Puis celui d’un gamin gringalet, faussement effronté, chewing gum en bouche :

  • D’abord quand je serai grand, il n’y aura plus de crayon. Mon métier plus tard ? Footballer ou archéologue. Ça s’écrit comment ?

Assise à table, emmitouflée dans sa robe de chambre imprimée de motifs rose fuchsia, chevelure hirsute, elle range ses idées dans des tiroirs bien cadenassés ; puis elle se lève, jette un coup d’œil au miroir posé sur la cheminée. Mieux vaut lui faire un pied de nez que de le griffer, elle tire la langue à son double vitreux puis se dirige vers la salle de bain. Se refaire une beauté, se laver soigneusement les mains et se maquiller les ongles d’un vernis joyeux, se peindre le cœur, surtout ne pas suivre la mode du noir et rêver à d’autres cieux. « Dieu écrit droit avec des lignes courbes », entend-elle.  Alors qu’elle fait volteface, s’impose la vision de la chapelle Sixtine : le doigt de Dieu touche celui d’Adam pour l’amener à la vie. Une force sans nom la propulse maintenant vers le balcon. Il n’y a plus d’heure, plus d’espace, plus de temps pour remonter le temps ou l’épiloguer. Une brassée d’air fait tout virevolter. Une feuille de papier tourbillonne comme un papillon blanc jusqu’au massif de violettes en bas. Des trilles s’élancent du marronnier à côté. Elle assiste à la création du monde alors que de chez sa voisine, Bach, Mozart, Haydn, una misa tango endiablée l’invitent à traverser les murs et lui soufflent de se mettre à leur diapason. 
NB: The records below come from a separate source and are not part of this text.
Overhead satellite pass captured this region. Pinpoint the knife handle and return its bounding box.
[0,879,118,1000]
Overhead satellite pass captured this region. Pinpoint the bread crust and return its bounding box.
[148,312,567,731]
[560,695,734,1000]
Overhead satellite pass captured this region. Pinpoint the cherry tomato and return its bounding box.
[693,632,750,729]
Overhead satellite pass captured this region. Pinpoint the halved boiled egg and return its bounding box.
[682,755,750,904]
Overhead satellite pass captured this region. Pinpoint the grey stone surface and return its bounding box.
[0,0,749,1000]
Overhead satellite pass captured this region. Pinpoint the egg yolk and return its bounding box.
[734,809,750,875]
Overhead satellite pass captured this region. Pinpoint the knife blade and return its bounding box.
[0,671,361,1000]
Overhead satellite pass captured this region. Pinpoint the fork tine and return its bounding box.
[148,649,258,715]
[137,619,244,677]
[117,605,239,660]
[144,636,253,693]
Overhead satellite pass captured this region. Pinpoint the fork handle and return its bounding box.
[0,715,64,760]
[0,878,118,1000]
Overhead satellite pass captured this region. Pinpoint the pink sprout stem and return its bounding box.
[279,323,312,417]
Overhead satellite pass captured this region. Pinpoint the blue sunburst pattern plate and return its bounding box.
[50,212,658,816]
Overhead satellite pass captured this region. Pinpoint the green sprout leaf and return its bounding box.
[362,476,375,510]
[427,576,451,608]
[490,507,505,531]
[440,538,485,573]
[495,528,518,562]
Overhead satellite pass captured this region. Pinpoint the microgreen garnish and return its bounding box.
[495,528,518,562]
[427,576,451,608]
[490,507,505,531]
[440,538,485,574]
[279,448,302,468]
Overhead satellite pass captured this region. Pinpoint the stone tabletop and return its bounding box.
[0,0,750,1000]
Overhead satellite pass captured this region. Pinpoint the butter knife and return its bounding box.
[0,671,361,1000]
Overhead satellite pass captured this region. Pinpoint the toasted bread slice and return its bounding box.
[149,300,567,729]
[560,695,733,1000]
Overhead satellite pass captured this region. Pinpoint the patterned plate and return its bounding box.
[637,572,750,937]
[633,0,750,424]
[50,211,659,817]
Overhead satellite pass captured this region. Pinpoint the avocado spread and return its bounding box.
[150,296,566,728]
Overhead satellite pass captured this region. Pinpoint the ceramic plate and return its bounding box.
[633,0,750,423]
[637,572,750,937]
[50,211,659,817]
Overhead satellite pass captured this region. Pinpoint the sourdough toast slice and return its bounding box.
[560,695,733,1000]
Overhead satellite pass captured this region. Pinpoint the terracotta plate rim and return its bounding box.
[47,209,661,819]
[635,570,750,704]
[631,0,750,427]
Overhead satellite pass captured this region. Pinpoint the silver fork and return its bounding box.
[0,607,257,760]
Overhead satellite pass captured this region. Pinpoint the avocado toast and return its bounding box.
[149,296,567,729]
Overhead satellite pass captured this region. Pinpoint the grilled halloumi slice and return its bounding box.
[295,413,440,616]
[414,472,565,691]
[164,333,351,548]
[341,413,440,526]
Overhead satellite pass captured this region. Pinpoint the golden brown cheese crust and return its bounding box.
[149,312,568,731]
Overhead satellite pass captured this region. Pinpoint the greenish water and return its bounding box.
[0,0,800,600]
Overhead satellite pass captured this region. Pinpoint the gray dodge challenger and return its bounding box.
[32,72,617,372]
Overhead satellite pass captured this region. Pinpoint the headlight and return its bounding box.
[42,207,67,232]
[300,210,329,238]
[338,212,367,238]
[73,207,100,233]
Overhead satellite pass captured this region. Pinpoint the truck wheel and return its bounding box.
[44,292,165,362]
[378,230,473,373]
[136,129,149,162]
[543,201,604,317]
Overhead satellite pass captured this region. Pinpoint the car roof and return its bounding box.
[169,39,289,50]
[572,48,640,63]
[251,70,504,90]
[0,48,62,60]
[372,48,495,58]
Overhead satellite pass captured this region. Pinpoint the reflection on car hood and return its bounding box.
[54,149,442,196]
Ecrire ce qui se passe ensuite serait emprisonner de pauvres mots dans une gangue alors qu’ils aimeraient tant se déployer en prenant tout leur temps.

Ses mains se rejoignent alors en coupe. Avant de demander à son ami Rodin de les modeler à sa façon et d’en bâtir une cathédrale, elle salue les arbres du parc fermé, les moineaux et les pigeons qui n’arrêtent pas de roucouler, les petites et grandes tailles qu’elle voit de dos s’éloigner.

Puis elle s’incline face aux géraniums.